Every image in the Alterlibrary collection is intended as a quote, an excerpt of a larger discourse. But every image also stands as a matter that could undergo a series of operations and alterations. Therefore, images are renewable sources.
Operations: Extraction and Collection. First, it was taken out of its original digital context and collections (the magazine and broader web) and placed into this particular archive via the technical operation of screenshot—effectively shifting its belonging from one public space to another.
Image alteration: manipulation in Photoshop:
A partial selection was made, isolating only part of the visible scene and thus altering the substance of the original image.
After “cutting out” this portion, a blank area remained on the canvas. That void was automatically filled using Photoshop’s AI-driven tool, which sampled the remaining visible elements to generate a new patch of imagery following a similar pattern.
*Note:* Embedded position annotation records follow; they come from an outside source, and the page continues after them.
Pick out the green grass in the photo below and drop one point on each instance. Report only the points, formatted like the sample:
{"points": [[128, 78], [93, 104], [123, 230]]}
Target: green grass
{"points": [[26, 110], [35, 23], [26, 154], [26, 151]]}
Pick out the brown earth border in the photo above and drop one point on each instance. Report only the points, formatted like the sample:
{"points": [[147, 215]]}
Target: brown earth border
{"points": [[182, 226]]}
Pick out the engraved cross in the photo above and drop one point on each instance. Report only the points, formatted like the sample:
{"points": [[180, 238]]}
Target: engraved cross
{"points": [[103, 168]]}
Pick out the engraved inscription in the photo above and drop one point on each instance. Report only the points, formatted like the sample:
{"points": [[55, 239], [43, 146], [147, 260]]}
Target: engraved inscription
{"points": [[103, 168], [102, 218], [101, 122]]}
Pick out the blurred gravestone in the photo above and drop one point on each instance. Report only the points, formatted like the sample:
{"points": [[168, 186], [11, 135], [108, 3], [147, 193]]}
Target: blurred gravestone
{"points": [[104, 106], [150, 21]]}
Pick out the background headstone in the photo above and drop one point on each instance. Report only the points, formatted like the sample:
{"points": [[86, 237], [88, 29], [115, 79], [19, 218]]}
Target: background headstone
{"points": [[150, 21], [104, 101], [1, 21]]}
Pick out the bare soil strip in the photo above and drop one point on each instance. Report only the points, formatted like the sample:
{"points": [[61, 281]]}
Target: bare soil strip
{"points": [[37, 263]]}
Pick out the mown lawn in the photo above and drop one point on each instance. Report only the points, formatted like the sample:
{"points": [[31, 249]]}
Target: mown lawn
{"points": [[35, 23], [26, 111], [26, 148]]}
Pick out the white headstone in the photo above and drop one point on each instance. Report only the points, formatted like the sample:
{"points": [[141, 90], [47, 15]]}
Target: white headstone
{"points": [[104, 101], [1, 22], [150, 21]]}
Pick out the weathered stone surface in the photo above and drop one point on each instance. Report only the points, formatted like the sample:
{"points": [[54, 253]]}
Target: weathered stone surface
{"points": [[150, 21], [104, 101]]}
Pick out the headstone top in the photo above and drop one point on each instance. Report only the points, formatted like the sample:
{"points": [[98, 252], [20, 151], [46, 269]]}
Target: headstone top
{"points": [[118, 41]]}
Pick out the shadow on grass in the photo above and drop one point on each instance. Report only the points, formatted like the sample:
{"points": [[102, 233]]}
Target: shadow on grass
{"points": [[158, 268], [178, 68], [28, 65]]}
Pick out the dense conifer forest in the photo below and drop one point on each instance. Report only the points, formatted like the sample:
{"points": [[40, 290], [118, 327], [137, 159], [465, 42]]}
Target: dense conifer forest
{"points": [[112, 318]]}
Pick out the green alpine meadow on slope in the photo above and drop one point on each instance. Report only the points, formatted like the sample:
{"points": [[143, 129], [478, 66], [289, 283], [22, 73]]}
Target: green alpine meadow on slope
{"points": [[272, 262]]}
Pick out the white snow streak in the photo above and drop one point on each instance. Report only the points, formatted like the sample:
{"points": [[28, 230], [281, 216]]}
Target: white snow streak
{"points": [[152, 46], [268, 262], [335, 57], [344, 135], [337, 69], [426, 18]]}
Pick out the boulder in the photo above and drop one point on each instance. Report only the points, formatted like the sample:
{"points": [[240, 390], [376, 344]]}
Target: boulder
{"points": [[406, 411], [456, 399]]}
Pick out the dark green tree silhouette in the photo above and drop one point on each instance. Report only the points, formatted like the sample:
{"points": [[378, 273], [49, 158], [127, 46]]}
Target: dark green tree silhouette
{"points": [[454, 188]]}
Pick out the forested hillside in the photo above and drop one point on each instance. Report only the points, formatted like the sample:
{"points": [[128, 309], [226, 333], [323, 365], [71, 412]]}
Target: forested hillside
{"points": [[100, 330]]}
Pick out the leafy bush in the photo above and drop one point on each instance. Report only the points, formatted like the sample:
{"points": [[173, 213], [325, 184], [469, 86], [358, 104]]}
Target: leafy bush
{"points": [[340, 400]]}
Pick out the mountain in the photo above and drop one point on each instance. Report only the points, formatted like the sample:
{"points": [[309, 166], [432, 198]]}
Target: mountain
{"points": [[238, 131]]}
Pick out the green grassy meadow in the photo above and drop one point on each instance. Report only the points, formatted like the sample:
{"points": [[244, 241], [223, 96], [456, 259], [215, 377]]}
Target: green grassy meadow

Halftone Conversion: Finally, the modified image was transformed into a halftone layer—a print-inspired technique that uses a grid of small, varying dots to simulate continuous tones. Historically, halftone processes were crucial in newspaper and magazine production, enabling photographs to be reproduced using a pattern of ink dots rather than solid blocks of color or grayscale.
Remains and fragments, points of a lecture, pieces of reality, amounts of appearance: whenever we read an image, are we free to investigate its possible meaning and its relationship to a given reality? Things from a distance may appear differently.
This photograph, sourced from an online Italian magazine called Doppiozero, has been easily downloaded from the website and added to the collection Opacity of Images. Its original function was to illustrate an article about the death of migrants navigating the Mediterranean sea, but it remained uncredited and undescribed.
Well, where does the Danube has its origin?
It seems that, against the age-old controversies between specialists, it stems from the source of the river Breg, but the water that irrigates the meadow from which the Breg rises comes from a pipe, planted straight into the ground.
An old woman who lives in a house on top of the meadow has attached a hollow trunk to the pipe, which forms a kind of gutter. Is it therefore necessary to conclude that the Danube originates from a gutter? In this matter the first foundation is missing, the base that holds everything together; even the gutter that feeds the spring is fed by the spring]
Anonymous
The Danube that both is and is not, that is born in several places of several parents, reminds us that, thanks to the complex, hidden fabric to which we owe our existence, each of us is a Noteentiendo [a form of not understanding you], as are the people from Prague with German names or the Viennese with Czech ones. But on this evening, along the river which they tell us sometimes disappears in summer, the step which treads with mine is as unmistakable as that watercourse, and in the flow of it, as I follow the curve of the banks, perhaps I know who I am.
Claudio Magris, Danube, 1986
What if we are looking for the source of a river and we find out that it is a gutter, collecting rainwater?